Acórdão do Tribunal da Relação de Coimbra
Processo:
2186/99
Nº Convencional: JTRC119/3
Relator: OLIVEIRA MENDES
Descritores: ASSISTENTE - INADMISSIBILIDADE DE CONSTITUIÇÃO - CRIME DE FALSIFICAÇÃO
Data do Acordão: 12/10/1999
Texto Integral: N
Meio Processual: RECURSO
Legislação Nacional: 68º, N.º1, ALA), CPP E 256º, CP.
Sumário: 1. Para efeitos de intervenção no processo como assistente não pode ser considerado como ofendido qualquer pessoa prejudicada com a perpetração da infracção.
2. Ofendido é tão somente o titular do interesse que constitui o objecto imediato da infracção.

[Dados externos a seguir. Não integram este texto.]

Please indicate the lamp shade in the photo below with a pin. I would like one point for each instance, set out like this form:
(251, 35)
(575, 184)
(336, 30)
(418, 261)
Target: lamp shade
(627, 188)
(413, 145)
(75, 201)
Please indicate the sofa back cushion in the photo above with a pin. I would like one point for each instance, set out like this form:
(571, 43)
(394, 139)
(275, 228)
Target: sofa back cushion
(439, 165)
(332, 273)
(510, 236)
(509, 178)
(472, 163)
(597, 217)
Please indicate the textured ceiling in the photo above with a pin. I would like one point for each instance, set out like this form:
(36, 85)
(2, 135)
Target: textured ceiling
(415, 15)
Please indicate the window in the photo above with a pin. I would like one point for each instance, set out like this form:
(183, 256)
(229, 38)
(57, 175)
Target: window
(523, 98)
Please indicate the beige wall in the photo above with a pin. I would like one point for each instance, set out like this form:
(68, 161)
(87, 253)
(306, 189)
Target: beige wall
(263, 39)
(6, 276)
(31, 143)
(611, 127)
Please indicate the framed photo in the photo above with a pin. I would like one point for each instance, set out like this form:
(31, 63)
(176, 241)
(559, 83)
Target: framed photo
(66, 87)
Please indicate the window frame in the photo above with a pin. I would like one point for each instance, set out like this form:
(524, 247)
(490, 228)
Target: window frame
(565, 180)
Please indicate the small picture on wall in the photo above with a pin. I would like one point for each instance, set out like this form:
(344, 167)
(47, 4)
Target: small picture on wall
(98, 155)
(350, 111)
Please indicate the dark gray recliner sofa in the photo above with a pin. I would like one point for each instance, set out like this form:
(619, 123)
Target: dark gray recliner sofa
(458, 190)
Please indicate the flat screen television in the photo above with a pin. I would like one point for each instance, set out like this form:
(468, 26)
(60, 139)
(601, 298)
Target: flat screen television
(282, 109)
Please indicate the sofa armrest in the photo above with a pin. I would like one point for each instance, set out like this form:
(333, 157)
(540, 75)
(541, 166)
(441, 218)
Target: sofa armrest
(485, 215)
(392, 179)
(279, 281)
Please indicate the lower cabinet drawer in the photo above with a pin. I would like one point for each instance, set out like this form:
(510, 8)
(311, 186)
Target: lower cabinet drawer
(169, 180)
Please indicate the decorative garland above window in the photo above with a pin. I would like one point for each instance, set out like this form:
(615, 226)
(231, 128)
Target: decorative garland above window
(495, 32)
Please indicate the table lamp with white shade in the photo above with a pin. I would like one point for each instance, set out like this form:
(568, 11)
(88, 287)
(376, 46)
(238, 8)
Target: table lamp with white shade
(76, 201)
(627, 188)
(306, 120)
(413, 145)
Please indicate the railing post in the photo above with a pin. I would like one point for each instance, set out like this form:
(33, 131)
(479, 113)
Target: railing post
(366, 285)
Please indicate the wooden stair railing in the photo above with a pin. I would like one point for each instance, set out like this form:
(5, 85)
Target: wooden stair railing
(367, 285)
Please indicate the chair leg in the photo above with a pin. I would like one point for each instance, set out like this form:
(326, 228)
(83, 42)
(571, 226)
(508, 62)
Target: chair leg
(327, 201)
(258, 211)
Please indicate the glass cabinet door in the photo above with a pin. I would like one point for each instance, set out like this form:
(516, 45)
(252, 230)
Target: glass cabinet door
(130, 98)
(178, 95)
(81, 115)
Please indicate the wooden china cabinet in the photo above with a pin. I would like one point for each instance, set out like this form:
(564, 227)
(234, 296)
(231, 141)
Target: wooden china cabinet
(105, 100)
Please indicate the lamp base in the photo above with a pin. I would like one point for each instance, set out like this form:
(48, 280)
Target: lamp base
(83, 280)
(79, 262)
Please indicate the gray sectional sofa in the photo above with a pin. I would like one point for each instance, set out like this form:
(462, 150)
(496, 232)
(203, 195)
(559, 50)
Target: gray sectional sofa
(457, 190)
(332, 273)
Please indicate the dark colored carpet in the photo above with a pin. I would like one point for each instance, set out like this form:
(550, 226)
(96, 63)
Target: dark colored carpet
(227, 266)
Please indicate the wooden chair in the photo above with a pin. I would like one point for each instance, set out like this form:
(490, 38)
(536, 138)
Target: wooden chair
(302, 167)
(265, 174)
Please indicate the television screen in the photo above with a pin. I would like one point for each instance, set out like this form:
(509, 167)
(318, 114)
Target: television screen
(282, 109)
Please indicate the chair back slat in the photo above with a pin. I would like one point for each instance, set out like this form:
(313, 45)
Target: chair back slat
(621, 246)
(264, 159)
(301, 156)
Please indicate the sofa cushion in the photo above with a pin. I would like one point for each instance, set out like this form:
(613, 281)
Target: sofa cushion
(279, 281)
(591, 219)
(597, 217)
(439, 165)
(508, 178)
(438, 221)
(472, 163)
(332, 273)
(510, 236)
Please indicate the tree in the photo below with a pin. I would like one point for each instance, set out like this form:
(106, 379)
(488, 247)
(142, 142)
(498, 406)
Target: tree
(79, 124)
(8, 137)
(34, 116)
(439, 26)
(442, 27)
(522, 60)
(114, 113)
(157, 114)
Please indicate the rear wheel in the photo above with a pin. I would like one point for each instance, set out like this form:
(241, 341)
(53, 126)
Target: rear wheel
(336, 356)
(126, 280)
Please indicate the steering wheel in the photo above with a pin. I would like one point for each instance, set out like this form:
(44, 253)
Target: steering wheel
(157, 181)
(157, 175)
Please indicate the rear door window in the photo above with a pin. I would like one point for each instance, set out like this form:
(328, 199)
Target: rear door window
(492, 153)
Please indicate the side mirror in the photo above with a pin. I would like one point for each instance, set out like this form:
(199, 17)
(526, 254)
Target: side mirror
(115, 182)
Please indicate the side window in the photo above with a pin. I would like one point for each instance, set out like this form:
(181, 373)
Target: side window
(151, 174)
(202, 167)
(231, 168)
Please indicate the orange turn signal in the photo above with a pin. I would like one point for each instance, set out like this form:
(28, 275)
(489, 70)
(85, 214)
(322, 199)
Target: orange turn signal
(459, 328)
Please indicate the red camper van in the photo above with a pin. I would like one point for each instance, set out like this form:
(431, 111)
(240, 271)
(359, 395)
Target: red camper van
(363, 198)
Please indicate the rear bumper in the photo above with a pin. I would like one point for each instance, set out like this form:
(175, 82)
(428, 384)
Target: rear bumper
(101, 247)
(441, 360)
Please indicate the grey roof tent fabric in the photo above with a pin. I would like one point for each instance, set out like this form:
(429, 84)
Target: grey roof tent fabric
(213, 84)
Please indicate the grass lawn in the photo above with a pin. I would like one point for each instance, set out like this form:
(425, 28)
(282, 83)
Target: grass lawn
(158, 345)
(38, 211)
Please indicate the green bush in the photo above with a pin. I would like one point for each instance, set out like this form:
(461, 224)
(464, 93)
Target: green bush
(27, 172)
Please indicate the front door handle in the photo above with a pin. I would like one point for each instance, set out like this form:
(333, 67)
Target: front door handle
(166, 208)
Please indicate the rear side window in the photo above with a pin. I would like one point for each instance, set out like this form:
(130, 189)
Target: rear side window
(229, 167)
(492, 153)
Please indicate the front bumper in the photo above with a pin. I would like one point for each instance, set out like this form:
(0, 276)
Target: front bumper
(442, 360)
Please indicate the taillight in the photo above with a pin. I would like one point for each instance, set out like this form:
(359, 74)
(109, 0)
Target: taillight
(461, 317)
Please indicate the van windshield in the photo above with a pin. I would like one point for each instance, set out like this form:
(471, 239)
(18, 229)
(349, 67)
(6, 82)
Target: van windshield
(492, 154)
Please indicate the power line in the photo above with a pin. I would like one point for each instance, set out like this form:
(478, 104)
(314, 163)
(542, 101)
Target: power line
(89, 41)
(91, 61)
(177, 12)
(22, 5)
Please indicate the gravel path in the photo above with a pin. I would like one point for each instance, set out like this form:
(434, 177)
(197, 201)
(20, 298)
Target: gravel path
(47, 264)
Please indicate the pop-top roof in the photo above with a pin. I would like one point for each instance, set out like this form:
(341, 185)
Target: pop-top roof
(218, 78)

3. Com o crime de falsificação do art.256º, do CP, o ordenamento jurídico tutela directa e ime-diatamente o interesse do Estado (e comunitário ou colectivo) na confiança pública e na fé pública do documento, o valor da segurança e da credibilidade que a verdade intrínseca do documento encerra enquanto tal, sendo que os interesses particulares só secundária ou indirectamente ali são considerados.
4. Deste modo, em processo que tem por objecto o crime de falsificação do art.256º, do CP, não pode ser admitido a intervir nos autos como assistente quem quer que seja, designadamente o particular que também foi prejudicado com a prática do crime.